Terminado el paseíllo, una atronadora y prolongada ovación obliga al toricantano a saludar y éste sale al tercio a recogerla en solitario, sin que sus compañeros de terna, caballerosamente, acepten compartirla como pretendía el neófito. Padrino y testigo son conscientes de que esas palmas son exclusivamente para el doctorando y vienen a homenajear una trayectoria novilleril en Barcelona a la que nunca nadie, ni antes ni después –y ya han transcurridos sesenta y cuatro años– haya podido siquiera aproximarse ni en número ni en apasionamiento, dado las veces que toreó y el cariño, admiración y absoluta entrega con que la afición barcelonesa idolatra al torero de Huelva.
Rebobinar la historia que ha conducido a Antonio a este momento, es volver la vista a aquella Huelva lejana y rosa, que dijera Juan Ramón, cuya alborada sorprendió tantas veces al muchacho volviendo de pasar las madrugadas en el Matadero, convertido en furtiva escuela de tauromaquia, o toreando de salón entre gotas de rocío –bajo los consejos de su amigo, protector y luego fidelísimo mozo de espadas durante toda su carrera, Manolín Aguirre–, en el campo del Titán, cercano a la calle Almirante Vierna, en cuyo número 15 viniera al mundo nuestro protagonista.
Eran los inicios de una andadura aventurera que lo lleva por el itinerario de capeas provinciales a San Juan del Puerto, Beas, Trigueros y Niebla; a alguna que otra correría furtiva a la luz de la luna en fincas próximas y a un par de incursiones de espontáneo, en la primera de las cuales –en Bonares, en un novillo de su amigo Aguirre, con el que estaba compinchado–, tras pegarle cuatro muletazos al astado, pudo volver a saltar al tendido y, camuflado con una gorra calada hasta las cejas y una gabardina, despistar a los guardias que lo buscaban.

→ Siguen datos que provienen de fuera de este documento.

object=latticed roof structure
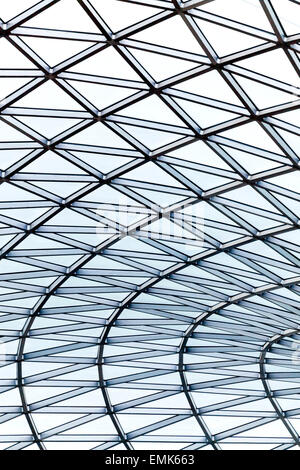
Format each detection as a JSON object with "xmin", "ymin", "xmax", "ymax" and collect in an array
[{"xmin": 0, "ymin": 0, "xmax": 300, "ymax": 450}]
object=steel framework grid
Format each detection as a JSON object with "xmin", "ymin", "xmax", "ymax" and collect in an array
[{"xmin": 0, "ymin": 0, "xmax": 299, "ymax": 450}]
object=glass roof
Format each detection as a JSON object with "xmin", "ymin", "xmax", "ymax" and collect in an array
[{"xmin": 0, "ymin": 0, "xmax": 299, "ymax": 451}]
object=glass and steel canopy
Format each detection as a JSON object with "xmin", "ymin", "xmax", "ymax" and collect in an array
[{"xmin": 0, "ymin": 0, "xmax": 299, "ymax": 450}]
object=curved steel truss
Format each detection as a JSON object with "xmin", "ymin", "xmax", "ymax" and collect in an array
[{"xmin": 0, "ymin": 0, "xmax": 299, "ymax": 450}]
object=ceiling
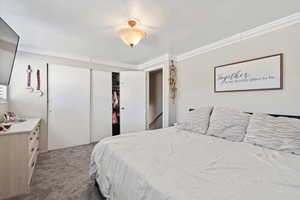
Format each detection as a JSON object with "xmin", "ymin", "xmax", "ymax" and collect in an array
[{"xmin": 1, "ymin": 0, "xmax": 300, "ymax": 67}]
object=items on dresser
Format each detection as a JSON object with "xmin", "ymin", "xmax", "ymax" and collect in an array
[
  {"xmin": 0, "ymin": 123, "xmax": 12, "ymax": 133},
  {"xmin": 0, "ymin": 114, "xmax": 5, "ymax": 124},
  {"xmin": 2, "ymin": 112, "xmax": 16, "ymax": 123},
  {"xmin": 0, "ymin": 118, "xmax": 41, "ymax": 200}
]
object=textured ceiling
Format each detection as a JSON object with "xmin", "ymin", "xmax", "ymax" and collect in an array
[{"xmin": 1, "ymin": 0, "xmax": 300, "ymax": 67}]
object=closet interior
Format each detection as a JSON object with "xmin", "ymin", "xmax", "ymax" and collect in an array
[{"xmin": 112, "ymin": 72, "xmax": 120, "ymax": 136}]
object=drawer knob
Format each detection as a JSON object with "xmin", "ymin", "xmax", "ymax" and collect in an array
[
  {"xmin": 29, "ymin": 137, "xmax": 33, "ymax": 141},
  {"xmin": 31, "ymin": 148, "xmax": 34, "ymax": 152}
]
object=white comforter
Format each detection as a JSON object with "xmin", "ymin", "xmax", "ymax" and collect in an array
[{"xmin": 90, "ymin": 127, "xmax": 300, "ymax": 200}]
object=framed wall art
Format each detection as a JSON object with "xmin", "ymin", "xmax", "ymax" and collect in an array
[{"xmin": 214, "ymin": 54, "xmax": 283, "ymax": 93}]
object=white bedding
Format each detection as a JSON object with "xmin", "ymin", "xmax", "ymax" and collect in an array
[{"xmin": 90, "ymin": 127, "xmax": 300, "ymax": 200}]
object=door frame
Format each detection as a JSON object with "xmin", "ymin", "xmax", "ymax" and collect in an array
[{"xmin": 145, "ymin": 64, "xmax": 170, "ymax": 129}]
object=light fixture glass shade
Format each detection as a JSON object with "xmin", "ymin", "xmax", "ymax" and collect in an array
[{"xmin": 119, "ymin": 28, "xmax": 145, "ymax": 47}]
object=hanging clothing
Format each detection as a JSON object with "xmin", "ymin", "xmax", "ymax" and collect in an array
[
  {"xmin": 112, "ymin": 112, "xmax": 118, "ymax": 124},
  {"xmin": 112, "ymin": 91, "xmax": 119, "ymax": 108}
]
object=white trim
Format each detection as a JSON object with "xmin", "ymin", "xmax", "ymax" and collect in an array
[
  {"xmin": 138, "ymin": 54, "xmax": 170, "ymax": 69},
  {"xmin": 18, "ymin": 46, "xmax": 90, "ymax": 62},
  {"xmin": 144, "ymin": 64, "xmax": 164, "ymax": 72},
  {"xmin": 18, "ymin": 46, "xmax": 138, "ymax": 69},
  {"xmin": 89, "ymin": 69, "xmax": 93, "ymax": 143},
  {"xmin": 91, "ymin": 58, "xmax": 138, "ymax": 69},
  {"xmin": 176, "ymin": 12, "xmax": 300, "ymax": 61}
]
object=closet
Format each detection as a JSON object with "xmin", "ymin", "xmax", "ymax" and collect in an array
[
  {"xmin": 119, "ymin": 71, "xmax": 146, "ymax": 133},
  {"xmin": 91, "ymin": 70, "xmax": 112, "ymax": 142},
  {"xmin": 112, "ymin": 72, "xmax": 120, "ymax": 135},
  {"xmin": 48, "ymin": 65, "xmax": 90, "ymax": 150},
  {"xmin": 48, "ymin": 67, "xmax": 146, "ymax": 150},
  {"xmin": 112, "ymin": 71, "xmax": 146, "ymax": 134},
  {"xmin": 93, "ymin": 71, "xmax": 146, "ymax": 137}
]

Si su primer traje de luces lo vistió en Ayamonte, en Huelva torea por vez primera en una de aquellas novilladas de noveles que organizaba el diario Odiel, en las cuales cada torero representaba a un barrio. Chamaco lo hizo por el del Matadero en la nocturna del 15 de julio de 1950, aunque anunciado como Antonio Borrero Morán. Por lo tanto, ni llegó a estrenar en ella su apodo ni escribieron correctamente su segundo apellido, que era Morano. Las cosas no se dieron bien y su actuación se saldó con un sonoro fracaso, aunque ello no le hizo desistir de su sueño de ser torero.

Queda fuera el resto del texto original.